2004年05月05日(水) |
たとえばなしPART2 |
「らるごおねえちゃん、早くパパとかママとか、おにいちゃんとか、わたしとかと同じ服を着てね」
と、この知人の子供に言われた。 パパに、わたしにそう勧めろと言われたのか、それともパパやママが常々そういうことを話しているからか、或いは、心の底から、わたしとおそろいで歩きたいのかは判然としない。
が、考える前に、思わず反射的に、
「やだ」
と即答してしまった。
「どうして?」
と、問われたので、
「どうして嫌なのかは、五年後に説明するからね」
と、言っておいた。
その子は、指を折って、
「えーと、5年たったら、そのとき、わたし、14さいになっちゃうよー」
うーん。
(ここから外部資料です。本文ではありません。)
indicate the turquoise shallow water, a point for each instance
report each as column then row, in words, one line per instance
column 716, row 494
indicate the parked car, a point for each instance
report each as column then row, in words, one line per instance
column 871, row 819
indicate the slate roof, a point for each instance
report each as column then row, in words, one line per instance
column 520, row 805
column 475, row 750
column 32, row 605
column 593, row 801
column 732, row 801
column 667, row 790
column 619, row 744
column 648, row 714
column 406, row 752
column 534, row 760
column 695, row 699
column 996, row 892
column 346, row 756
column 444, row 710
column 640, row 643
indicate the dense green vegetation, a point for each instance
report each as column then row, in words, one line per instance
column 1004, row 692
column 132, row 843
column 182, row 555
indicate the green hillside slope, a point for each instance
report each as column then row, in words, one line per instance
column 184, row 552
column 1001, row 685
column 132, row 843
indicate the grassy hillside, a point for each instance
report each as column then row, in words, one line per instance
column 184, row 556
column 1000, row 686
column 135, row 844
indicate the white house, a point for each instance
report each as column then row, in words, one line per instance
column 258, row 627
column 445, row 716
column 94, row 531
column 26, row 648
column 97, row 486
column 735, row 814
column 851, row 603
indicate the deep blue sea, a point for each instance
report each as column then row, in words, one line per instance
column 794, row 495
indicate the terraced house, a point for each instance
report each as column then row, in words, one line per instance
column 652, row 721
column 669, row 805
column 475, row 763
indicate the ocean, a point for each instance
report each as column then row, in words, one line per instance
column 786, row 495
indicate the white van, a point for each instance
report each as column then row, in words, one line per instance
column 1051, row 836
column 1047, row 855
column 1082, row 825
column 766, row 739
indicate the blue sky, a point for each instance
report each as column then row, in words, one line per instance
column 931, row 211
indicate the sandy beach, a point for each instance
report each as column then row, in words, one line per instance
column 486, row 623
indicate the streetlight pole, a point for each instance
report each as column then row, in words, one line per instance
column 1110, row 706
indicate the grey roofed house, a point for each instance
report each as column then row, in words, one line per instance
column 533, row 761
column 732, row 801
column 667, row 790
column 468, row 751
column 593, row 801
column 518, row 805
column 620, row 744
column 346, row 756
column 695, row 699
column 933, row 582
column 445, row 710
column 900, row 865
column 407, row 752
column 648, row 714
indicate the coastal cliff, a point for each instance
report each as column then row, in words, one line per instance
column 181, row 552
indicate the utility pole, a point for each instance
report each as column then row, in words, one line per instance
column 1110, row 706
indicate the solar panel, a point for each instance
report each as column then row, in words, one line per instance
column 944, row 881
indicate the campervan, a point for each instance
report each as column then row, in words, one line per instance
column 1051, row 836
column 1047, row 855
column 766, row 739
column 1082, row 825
十四歳か。 世の中には、いろんなサイズとデザインの服があり、人にはそれぞれ好みというものがあり、どんな服を着てもいいし、親に買ってもらった服であろうとも、着たくなければ着なくても構わないのだ、ということを理解することが出来るようになっているだろうか。 それが判れば、再び同じ問いを発することはないだろう。
今の彼女には、五年後は遙か遠い未来であるようだが、十年後と言っておけばよかったか。